Last time you were here, Google, Palo Alto Network. Lilly through the roof. You also gave us this Huntington Ingalls (HII). And you still, you said you still like it? It’s well above the 50-day, it’s broken out. But you think people can still buy it here?
I do, so Huntington Ingalls, or HII, is a great way to play defense and national security.
So, HII and General Dynamics really have a duopoly in Navy shipbuilding. They are building both nuclear and non-nuclear ships, submarines, all 31 aircraft carriers. And they have been doing this for the Navy since 1933. So, they’re improving operations, they’re expanding margins.

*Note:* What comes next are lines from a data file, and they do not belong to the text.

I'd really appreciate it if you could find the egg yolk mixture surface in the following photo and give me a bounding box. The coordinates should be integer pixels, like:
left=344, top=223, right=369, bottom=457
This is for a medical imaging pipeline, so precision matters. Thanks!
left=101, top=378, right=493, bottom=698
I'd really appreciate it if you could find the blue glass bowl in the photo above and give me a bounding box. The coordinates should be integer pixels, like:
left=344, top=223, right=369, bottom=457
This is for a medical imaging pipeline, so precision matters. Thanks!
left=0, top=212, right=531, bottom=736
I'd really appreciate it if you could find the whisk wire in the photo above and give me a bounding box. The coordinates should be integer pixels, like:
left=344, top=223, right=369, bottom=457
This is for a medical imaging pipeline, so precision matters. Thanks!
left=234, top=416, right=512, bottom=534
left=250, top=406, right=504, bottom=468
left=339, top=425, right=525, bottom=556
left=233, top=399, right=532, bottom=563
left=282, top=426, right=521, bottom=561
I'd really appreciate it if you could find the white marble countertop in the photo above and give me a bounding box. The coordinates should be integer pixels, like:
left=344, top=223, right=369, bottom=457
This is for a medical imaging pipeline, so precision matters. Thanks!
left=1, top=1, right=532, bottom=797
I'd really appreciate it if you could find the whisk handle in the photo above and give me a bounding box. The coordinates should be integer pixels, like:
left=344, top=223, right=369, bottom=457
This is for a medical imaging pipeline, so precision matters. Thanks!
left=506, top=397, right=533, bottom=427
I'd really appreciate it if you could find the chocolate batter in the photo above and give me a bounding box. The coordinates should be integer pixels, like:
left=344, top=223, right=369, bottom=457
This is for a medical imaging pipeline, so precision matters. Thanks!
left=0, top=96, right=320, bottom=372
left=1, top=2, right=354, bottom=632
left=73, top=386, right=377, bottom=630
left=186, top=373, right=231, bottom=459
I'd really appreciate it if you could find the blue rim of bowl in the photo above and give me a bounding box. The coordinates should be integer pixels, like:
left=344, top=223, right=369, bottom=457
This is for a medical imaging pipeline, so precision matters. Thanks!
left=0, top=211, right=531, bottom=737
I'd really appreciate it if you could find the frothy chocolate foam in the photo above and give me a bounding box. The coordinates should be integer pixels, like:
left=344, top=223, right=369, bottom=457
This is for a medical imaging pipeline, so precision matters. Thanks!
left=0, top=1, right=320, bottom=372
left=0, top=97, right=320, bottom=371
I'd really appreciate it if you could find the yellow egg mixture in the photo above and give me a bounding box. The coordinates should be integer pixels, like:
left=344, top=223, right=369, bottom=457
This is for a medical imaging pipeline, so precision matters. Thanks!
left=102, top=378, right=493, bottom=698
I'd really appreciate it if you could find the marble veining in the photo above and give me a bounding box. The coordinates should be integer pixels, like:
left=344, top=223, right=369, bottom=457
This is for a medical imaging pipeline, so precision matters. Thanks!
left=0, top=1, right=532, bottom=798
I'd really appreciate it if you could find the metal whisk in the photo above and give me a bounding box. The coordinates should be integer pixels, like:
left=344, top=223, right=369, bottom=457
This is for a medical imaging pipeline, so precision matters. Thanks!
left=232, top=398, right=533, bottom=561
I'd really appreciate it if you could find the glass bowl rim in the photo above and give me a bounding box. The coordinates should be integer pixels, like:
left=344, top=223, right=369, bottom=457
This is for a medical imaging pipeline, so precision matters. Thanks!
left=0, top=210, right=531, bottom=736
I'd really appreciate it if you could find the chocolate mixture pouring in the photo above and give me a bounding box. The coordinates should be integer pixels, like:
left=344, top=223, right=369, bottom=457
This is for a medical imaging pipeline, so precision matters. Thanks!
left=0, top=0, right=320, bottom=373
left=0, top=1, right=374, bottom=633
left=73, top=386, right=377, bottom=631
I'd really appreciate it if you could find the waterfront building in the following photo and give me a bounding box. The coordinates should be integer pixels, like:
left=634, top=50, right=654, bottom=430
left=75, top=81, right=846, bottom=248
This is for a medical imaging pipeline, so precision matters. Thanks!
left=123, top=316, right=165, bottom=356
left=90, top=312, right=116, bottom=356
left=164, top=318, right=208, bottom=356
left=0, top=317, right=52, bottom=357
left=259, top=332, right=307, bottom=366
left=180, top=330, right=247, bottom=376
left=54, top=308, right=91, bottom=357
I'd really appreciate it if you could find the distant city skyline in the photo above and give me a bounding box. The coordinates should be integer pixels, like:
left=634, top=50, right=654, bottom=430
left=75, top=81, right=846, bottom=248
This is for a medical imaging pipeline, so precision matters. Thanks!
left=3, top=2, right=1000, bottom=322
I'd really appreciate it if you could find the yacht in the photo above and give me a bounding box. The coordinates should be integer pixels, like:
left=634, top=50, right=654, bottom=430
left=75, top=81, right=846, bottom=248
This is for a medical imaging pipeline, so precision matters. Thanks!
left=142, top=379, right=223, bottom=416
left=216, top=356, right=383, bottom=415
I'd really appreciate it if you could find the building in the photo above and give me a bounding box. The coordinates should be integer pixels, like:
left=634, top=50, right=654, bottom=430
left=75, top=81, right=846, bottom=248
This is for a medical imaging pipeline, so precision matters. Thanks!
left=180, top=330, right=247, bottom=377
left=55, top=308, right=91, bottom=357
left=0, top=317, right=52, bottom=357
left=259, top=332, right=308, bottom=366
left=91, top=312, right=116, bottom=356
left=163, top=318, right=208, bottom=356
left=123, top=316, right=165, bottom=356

And I think that this tailwind continues, given they’ve got $56 billion in revenue backlog, and you have strong government spending behind them.
So, while I think when we talked in September, it’s outperformed the broader market 6 to 1, there’s still upside from here.
VTR is another name you like. We’ve got 30 seconds. But I want to hear the story on this because it’s already made a parabolic move.
Yeah. So, Ventas is healthcare REIT, senior living, healthcare-related properties.
They acquire, own, and then operate them. So, if you look at their net operating income, 71% of that is senior living. And we expect net operating income growth to be in the double digits over the next several years. So, if you look at just, Charles, at the demographics of our country that need senior living, and it’s expected that baby boomers will spend four times more than the national average per capita on healthcare.
So, this is a company that’s still trading from a PE standpoint below 20, has a dividend yield of 2.5%. So, still relative to its peers, there’s upside here. You’ve been hot, Elizabeth. Thanks a lot. We needed you today. Appreciate you. Thank you, Charles. Alright, see you soon.